Dataset Terminology

Some terms regarding the data structures are explained here, including the definition of dataset, component, and attribute.

Data structures

  • SingleDataset: A data type storing input data (ie. all elements of all components) for a single scenario

  • BatchDataset: A data type storing update and or output data for one or more scenarios

  • Dataset: Either a single or a batch dataset

Type of Dataset

The type of Dataset. i.e. input, update, sym_output, asym_output, sym_sc_output, asym_sc_output.
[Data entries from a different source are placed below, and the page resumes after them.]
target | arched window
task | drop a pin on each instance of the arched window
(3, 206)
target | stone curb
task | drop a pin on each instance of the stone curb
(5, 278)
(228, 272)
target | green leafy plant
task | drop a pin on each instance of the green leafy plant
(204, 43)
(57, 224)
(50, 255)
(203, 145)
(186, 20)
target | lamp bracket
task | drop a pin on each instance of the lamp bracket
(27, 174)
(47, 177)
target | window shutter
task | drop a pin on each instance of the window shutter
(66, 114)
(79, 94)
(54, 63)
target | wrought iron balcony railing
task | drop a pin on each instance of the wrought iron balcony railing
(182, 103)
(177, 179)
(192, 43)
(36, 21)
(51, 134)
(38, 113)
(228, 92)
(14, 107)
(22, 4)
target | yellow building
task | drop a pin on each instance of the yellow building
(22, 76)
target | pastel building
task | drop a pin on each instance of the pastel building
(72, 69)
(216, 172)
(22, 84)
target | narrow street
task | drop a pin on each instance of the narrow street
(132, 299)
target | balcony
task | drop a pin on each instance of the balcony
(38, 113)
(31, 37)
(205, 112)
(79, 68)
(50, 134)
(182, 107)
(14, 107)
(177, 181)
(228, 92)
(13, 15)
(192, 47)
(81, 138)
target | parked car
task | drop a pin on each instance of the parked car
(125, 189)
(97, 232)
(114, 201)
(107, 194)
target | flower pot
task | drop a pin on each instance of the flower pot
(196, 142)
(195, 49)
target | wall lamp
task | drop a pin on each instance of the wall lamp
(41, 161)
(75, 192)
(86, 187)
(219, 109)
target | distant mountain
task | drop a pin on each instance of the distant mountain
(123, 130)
The examples in brackets are given in context of a dataset of a line component.

  • input: Contains attributes relevant to configuration of grid.(eg. id, from_node, from_status, …)

  • update: Contains attributes relevant to multiple scenarios. (eg. from_status,to_status)

  • sym_output: Contains attributes relevant to symmetrical steady state output of power flow or state estimation calculation. (eg. p_from, p_to, …)

  • asym_output: Contains attributes relevant to asymmetrical steady state output of power flow or state estimation calculation. (eg. p_from, p_to, …). Attributes are similar to sym_output except some values of the asymmetrical dataset will contain detailed data for all 3 phases individually.

  • sym_sc_output: Contains attributes relevant to symmetrical short circuit calculation output. (eg. i_from, i_from_angle, …)

  • asym_sc_output: Contains attributes relevant to asymmetrical short circuit calculation output. (eg. i_from, i_from_angle, …). Attributes are similar sym_sc_output while some values of the asymmetrical dataset will contain detailed data for all 3 phases individually.

Terms regarding data structures

  • Component: The definition of a part of a grid: e.g. node, source, line, etc. Check highlighted section of graph in Component Hierarchy

  • Element: A single instance of a node, source, line etc.

  • Attribute: The definition of id, energized, p, etc. of any component.

  • Value: The value under an attribute, ie. id, energized, p, etc.

  • Array: All elements of one specific component, for one or more scenarios. I.e. a node array or line array. An array can be one dimensional (containing all elements of a single component for one scenario), two-dimensional (containing all elements of a single component for multiple scenarios), or it can be a sparse array, which is essentially a dictionary with a data buffer and an index pointer.

The Power Grid Model can process many scenarios (i.e. time steps, switch states, etc.) at once, which we call a batch. The batch size is the number of scenarios.

  • Scenario: A single time step / switch state topology.

  • Batch: The total set of scenarios. (there is only one batch)

  • Batch size: The total number of scenarios in the batch.

  • n_scenarios: The total number of scenarios in the batch. (Same as Batch Size)

  • n_component_elements_per_scenario: The number of elements of a specific component for each scenario. This can be an integer (for dense batches), or a list of integers for sparse batches, where each integer in the list represents the number of elements of a specific component for the scenario corresponding to the index of the integer.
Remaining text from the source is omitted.